Copy number changes at Chromosomal 16p13.11 have been implicated in a variety of human diseases including congenital cardiac abnormalities. The clinical correlation of copy number variants (CNVs) in this region with developmental abnormalities remains controversial as most of the patients inherit the duplication from an unaffected parent.We performed CNV analysis on 164 patients with defective left-right (LR) patterning based on whole genome-exome sequencing (WG-ES) followed by multiplex ligation-dependent probe amplification (MLPA) validation. Most cases were accompanied with complex congenital heart disease (CHD).Results: CNVs at 16p13.11 were identified in a total of 21 cases, accounting for 12.80% (21/164) evaluated cases.
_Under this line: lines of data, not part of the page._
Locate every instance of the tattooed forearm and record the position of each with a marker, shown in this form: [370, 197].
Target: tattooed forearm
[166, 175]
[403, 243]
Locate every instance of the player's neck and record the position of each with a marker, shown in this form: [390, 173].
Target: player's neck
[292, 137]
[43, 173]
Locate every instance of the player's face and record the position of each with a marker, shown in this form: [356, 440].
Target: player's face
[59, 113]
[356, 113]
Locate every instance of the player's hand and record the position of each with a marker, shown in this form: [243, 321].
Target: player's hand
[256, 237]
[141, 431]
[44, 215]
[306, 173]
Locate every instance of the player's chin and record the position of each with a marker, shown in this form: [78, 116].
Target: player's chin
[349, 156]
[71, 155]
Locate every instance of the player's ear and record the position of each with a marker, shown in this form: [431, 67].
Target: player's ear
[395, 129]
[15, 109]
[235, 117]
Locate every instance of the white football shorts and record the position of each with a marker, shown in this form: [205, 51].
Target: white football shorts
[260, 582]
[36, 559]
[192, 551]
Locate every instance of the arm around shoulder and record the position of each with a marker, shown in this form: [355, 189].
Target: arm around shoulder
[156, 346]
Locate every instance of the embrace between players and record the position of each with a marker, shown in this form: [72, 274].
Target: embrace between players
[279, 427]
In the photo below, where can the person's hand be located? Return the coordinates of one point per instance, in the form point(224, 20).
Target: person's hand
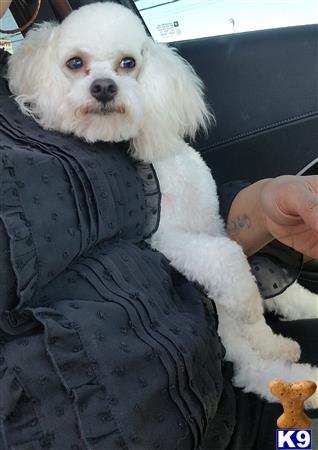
point(290, 206)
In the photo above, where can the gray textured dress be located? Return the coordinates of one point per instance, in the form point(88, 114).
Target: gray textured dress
point(103, 346)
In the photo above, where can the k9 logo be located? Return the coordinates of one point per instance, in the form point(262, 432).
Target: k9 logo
point(296, 439)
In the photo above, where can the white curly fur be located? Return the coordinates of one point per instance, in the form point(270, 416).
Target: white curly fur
point(159, 103)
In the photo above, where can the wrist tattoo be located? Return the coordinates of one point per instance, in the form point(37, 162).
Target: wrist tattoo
point(242, 222)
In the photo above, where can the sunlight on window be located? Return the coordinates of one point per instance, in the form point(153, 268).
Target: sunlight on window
point(172, 20)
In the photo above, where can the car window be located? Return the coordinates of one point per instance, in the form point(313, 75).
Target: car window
point(174, 20)
point(9, 41)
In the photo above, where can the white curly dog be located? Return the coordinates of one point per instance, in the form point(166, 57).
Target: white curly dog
point(99, 76)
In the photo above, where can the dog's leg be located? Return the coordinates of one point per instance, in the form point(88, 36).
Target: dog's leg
point(295, 303)
point(219, 265)
point(253, 373)
point(261, 338)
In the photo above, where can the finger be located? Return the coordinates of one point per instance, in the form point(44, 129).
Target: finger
point(304, 203)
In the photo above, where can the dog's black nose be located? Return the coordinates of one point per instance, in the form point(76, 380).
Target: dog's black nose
point(104, 89)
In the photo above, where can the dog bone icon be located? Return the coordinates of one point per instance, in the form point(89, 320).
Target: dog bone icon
point(292, 397)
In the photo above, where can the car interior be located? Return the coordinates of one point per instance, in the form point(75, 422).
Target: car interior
point(262, 87)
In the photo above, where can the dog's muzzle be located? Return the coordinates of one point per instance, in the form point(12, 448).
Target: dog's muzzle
point(104, 90)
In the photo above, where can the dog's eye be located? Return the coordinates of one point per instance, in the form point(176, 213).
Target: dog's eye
point(127, 63)
point(75, 63)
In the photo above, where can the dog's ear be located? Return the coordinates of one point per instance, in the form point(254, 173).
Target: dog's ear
point(32, 77)
point(173, 96)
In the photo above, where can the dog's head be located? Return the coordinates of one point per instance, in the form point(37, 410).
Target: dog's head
point(98, 75)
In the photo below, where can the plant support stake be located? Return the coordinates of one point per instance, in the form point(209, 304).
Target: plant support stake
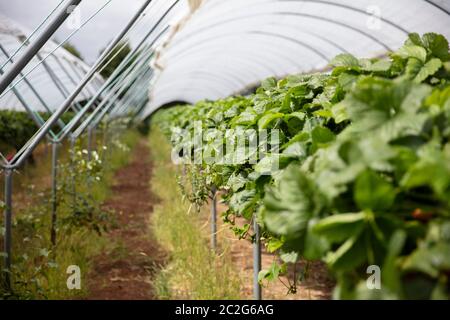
point(8, 223)
point(54, 190)
point(214, 219)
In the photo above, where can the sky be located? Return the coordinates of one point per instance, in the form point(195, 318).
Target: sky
point(93, 37)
We observed a marked overrepresentation of chromosome 16p13.11 duplications in cases when compared with healthy controls according to literature reports (15/164, 9.14 % versus 0.09 % in controls). Notably, in two independent family trios, de novo 16p13.11 micro-duplication were identified in two patients with laterality defects and CHD. Moreover, 16p13.11 micro-duplication was segregated with the disease in a family trio containing 2 affected individuals. Notably, five coding genes, NOMO1, PKD1P3, NPIPA1, PDXDC1 and NTAN1, were potentially affected by micro-CNV at 16p13.11 in these patients.Our study provide new family-trio based evidences to support 16p13.11 micro-duplications predispose individuals to defective cardiac left-right patterning and laterality disorder.